(1890-1902)
Née le 16 octobre 1890 à Corinaldo, dans la région des Marches en Italie, Maria Goretti grandit dans une famille paysanne profondément chrétienne. Ses parents, Luigi et Assunta, lui transmettent une foi simple et vivante. En 1897, la famille s’installe dans les marais Pontins, au sud de Rome, afin de trouver de meilleures conditions de travail. La mort prématurée de son père, emporté par le paludisme en 1900, bouleverse l’équilibre familial. Âgée de seulement dix ans, Maria aide sa mère à s’occuper de ses frères et sœurs tout en accomplissant les tâches ménagères. Malgré la pauvreté et les difficultés, elle conserve une joie sereine et nourrit une profonde dévotion envers l’Eucharistie et la Vierge Marie.
La famille partage alors une maison avec les Serenelli.
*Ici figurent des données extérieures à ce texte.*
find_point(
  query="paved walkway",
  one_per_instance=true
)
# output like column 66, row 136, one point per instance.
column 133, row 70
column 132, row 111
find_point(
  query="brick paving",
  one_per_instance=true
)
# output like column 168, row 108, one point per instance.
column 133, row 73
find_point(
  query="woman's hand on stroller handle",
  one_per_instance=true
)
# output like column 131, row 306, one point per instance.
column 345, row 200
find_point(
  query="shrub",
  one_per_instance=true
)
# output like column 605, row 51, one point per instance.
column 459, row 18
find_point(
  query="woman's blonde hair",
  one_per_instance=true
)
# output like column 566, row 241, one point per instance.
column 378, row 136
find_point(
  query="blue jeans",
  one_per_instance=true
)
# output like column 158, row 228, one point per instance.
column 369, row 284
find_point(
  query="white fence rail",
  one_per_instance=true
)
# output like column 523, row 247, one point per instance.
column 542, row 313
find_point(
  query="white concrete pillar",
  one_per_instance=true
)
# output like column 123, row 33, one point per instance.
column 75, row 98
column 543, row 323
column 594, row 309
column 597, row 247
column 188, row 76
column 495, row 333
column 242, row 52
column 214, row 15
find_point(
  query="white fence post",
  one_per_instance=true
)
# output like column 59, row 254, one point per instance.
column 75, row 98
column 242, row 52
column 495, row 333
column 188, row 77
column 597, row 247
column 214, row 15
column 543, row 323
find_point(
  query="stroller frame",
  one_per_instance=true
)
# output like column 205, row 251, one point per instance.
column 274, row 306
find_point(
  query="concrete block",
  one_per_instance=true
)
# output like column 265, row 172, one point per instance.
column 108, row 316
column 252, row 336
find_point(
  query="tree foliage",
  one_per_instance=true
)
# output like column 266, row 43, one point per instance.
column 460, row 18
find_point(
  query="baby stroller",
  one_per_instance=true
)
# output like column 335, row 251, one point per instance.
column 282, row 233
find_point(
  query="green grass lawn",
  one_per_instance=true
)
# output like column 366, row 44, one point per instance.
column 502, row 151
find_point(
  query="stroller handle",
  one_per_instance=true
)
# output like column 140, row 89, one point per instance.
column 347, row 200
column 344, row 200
Alessandro Serenelli, jeune homme de vingt ans au caractère violent, développe une obsession malsaine pour Maria. Le 5 juillet 1902, profitant de l’absence des autres membres de la famille, il tente de l’agresser. Maria oppose un refus catégorique, répétant que céder serait un péché et qu’il risquerait lui-même de perdre son âme. Fou de rage, Alessandro la frappe de quatorze coups de poinçon. Grièvement blessée, Maria est transportée à l’hôpital de Nettuno où elle subit une intervention chirurgicale sans anesthésie, les médecins jugeant son état trop critique. Avant de mourir le lendemain, le 6 juillet 1902, elle pardonne à son agresseur en déclarant : « Je lui pardonne de tout mon cœur… et je veux qu’il soit avec moi au Paradis. »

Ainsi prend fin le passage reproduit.